This repository contains a Jupyter Notebook for classifying languages using TensorFlow. The notebook demonstrates the process of building a language classification model that can identify the language of a given text.
The notebook walks through the following steps:
Loading Packages: Importing necessary libraries such as TensorFlow, NumPy, Pandas, and Scikit-learn.
Data Preparation: Loading and preprocessing the dataset, including label encoding and text cleaning.
Model Building: Creating a neural network model using TensorFlow’s Keras API.
Training: Training the model on the dataset.
Evaluation: Evaluating the model’s performance using accuracy and confusion matrix.

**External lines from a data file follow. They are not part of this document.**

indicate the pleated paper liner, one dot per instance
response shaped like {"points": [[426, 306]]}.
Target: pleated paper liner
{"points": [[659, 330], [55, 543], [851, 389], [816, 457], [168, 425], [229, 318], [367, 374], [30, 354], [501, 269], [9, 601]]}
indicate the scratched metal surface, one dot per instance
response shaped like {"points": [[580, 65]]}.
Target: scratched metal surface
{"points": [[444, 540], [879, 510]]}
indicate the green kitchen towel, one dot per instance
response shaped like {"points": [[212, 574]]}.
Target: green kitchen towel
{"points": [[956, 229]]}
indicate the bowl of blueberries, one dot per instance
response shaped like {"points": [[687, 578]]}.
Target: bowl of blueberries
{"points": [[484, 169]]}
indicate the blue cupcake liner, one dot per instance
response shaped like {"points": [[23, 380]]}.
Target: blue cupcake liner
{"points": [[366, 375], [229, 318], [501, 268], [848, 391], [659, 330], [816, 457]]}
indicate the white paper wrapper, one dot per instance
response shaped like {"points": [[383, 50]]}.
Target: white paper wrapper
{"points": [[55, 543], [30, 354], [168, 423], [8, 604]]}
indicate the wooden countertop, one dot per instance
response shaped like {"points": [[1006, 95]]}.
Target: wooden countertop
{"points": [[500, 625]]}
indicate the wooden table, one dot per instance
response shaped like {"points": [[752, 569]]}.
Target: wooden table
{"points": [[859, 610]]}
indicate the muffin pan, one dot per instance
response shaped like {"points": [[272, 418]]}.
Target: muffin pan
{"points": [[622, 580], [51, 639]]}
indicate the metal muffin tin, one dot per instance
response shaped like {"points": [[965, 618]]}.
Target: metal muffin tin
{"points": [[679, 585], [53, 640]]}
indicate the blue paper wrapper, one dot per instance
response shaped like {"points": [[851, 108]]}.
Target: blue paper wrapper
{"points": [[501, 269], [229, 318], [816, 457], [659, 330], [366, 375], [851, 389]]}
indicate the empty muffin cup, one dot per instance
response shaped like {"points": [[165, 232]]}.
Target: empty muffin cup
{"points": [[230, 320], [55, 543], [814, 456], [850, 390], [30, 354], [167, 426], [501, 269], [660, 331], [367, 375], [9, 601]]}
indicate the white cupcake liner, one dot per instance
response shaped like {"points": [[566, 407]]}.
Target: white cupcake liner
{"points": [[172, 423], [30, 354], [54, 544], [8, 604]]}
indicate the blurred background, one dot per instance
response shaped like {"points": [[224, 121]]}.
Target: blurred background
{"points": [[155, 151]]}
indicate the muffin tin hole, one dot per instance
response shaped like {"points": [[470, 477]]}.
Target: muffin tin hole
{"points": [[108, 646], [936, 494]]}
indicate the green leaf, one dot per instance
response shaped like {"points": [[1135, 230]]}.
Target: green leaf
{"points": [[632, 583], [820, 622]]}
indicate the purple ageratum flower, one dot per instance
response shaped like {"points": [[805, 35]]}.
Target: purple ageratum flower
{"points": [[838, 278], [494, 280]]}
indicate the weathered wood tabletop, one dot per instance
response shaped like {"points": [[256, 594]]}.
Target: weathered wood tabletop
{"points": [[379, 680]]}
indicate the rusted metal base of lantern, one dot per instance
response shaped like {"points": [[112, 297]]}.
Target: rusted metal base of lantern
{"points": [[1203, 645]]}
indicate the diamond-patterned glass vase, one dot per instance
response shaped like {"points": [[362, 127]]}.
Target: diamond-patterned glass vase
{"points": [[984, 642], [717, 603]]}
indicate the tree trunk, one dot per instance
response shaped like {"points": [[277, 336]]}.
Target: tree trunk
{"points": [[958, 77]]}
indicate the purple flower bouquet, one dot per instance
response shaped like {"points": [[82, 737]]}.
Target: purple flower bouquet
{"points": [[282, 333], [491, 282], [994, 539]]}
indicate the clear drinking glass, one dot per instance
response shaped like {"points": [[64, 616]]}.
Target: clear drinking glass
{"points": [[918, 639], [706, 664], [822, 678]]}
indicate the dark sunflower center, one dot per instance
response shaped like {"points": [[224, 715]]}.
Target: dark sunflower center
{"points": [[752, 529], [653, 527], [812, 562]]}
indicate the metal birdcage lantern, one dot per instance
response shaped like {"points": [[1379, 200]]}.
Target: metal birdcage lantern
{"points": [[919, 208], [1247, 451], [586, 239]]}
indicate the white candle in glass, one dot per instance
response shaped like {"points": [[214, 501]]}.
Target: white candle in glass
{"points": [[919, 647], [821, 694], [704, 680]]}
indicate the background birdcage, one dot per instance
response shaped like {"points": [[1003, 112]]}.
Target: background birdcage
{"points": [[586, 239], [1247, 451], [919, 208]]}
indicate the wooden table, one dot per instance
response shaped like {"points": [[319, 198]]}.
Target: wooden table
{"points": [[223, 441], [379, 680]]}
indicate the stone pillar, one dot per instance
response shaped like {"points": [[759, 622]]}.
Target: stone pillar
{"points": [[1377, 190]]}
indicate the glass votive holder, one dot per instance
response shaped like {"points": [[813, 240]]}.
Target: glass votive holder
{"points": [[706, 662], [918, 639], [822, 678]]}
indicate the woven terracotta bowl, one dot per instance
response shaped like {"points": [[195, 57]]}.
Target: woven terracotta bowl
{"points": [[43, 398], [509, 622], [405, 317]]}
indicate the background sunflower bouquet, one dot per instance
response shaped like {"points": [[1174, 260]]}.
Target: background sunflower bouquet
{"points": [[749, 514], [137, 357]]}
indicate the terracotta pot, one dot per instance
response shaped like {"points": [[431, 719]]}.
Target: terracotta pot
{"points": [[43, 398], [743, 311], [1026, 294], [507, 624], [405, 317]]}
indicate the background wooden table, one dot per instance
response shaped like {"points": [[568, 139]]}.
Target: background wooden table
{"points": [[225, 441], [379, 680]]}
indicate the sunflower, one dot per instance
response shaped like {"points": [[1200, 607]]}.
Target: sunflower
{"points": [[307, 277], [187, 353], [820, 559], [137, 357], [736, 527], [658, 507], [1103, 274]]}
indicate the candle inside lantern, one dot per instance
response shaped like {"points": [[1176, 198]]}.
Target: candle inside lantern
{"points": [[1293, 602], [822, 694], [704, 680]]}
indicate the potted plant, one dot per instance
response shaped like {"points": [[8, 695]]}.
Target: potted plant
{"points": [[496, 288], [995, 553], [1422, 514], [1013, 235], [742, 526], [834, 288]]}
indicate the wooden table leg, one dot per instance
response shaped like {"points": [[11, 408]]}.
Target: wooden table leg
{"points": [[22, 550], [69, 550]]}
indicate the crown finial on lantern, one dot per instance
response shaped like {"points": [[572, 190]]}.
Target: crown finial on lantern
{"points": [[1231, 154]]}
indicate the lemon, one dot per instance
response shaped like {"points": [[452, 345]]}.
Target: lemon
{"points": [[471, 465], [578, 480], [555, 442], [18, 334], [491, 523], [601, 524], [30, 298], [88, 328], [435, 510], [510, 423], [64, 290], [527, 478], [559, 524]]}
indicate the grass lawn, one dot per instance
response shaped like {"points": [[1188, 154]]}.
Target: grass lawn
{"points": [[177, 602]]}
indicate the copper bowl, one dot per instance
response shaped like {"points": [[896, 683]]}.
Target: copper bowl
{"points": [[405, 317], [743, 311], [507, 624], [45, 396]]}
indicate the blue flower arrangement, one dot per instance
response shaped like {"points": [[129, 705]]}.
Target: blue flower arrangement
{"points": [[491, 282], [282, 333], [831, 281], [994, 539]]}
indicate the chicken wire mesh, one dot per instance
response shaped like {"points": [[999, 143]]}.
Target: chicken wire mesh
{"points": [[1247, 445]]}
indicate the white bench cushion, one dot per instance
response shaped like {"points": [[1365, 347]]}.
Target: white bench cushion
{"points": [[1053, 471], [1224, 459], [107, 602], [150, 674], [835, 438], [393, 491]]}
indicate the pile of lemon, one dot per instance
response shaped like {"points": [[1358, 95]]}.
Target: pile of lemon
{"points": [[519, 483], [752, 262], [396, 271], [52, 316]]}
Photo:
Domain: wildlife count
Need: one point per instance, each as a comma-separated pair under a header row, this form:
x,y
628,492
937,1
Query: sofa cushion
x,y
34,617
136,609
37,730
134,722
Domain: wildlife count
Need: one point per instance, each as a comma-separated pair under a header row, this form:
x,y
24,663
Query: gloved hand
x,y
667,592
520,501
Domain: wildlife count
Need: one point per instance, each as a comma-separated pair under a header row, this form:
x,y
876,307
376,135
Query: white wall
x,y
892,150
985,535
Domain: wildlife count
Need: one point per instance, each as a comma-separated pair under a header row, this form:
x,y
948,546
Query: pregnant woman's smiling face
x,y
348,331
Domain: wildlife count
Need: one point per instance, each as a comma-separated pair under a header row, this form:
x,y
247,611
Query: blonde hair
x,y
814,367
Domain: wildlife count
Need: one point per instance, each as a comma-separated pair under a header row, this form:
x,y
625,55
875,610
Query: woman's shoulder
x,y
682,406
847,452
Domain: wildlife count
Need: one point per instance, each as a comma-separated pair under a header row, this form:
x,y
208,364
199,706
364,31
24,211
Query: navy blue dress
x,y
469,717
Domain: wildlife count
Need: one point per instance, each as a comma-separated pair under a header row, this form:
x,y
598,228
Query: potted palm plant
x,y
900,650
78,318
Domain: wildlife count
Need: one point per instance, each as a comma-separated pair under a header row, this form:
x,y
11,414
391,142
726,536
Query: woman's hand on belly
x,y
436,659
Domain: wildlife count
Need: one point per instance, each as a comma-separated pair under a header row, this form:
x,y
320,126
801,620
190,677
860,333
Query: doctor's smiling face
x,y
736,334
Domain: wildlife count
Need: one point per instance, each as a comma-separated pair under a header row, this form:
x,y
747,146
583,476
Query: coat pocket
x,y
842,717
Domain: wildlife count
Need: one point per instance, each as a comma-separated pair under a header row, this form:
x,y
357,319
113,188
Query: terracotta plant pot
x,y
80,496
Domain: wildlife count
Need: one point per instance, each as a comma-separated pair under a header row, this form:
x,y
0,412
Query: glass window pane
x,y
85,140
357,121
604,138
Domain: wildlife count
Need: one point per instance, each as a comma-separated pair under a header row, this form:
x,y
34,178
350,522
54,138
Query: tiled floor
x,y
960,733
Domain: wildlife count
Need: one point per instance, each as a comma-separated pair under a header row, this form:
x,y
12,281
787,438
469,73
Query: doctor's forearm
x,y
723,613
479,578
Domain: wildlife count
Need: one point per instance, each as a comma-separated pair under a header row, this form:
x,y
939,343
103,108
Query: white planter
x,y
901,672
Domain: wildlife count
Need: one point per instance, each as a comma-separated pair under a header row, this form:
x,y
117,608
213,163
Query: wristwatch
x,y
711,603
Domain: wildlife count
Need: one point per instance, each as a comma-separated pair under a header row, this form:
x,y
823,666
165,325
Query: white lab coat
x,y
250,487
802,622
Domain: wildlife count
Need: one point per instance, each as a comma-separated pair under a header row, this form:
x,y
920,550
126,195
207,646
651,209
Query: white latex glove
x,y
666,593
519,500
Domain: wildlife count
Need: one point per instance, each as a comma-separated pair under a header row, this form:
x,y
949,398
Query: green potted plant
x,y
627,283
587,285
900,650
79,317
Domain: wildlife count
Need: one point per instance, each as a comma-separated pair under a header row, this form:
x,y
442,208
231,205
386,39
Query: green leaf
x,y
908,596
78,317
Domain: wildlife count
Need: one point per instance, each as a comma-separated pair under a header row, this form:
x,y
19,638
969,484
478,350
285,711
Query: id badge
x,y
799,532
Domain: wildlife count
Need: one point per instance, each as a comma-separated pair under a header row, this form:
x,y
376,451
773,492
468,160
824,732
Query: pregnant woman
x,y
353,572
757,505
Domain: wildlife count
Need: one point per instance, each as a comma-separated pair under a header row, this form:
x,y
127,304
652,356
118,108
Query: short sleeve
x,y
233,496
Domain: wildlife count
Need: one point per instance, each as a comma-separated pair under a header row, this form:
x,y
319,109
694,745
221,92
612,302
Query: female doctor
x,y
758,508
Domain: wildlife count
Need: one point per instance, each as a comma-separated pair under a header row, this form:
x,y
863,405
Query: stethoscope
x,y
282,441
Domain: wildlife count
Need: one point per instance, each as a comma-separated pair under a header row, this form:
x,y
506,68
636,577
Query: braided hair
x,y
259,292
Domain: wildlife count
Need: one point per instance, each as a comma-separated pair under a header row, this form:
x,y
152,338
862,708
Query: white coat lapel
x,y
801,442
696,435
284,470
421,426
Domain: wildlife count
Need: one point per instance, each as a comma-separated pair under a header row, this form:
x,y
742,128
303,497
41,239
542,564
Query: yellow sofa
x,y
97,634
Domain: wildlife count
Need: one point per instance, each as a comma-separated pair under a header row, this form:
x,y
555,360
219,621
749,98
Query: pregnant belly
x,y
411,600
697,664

Prediction: Making predictions on new text data.
To run the notebook, you need to have the following packages installed:
- TensorFlow
- NumPy
- Pandas
- Scikit-learn
- Wikipedia-API (optional, for additional data)
You can install these packages using pip:
pip install tensorflow numpy pandas scikit-learn wikipedia-api
- Clone the repository:
git clone https://github.com/cizodevahm/Language-Classification-using-TensorFlow.git
- Navigate to the repository directory:
cd Language-Classification-using-TensorFlow
- Open the Jupyter Notebook:
jupyter notebook classifier_language_recognition-tensor-flow.ipynb
- Follow the steps in the notebook to train and evaluate the model.
Here is an example of how to use the model to predict the language of a new text:
new_text = ["tensorflow es una gran herramienta puedes encontrar muchos tutoriales de packt"]
test_text = tok.texts_to_sequences(new_text)
test_text = tf.keras.preprocessing.sequence.pad_sequences(test_text, maxlen=maxlen)
predictions = model.predict(test_text)
print(predictions.argmax()) # Output: 3 (Spanish)
This project is licensed under the MIT License.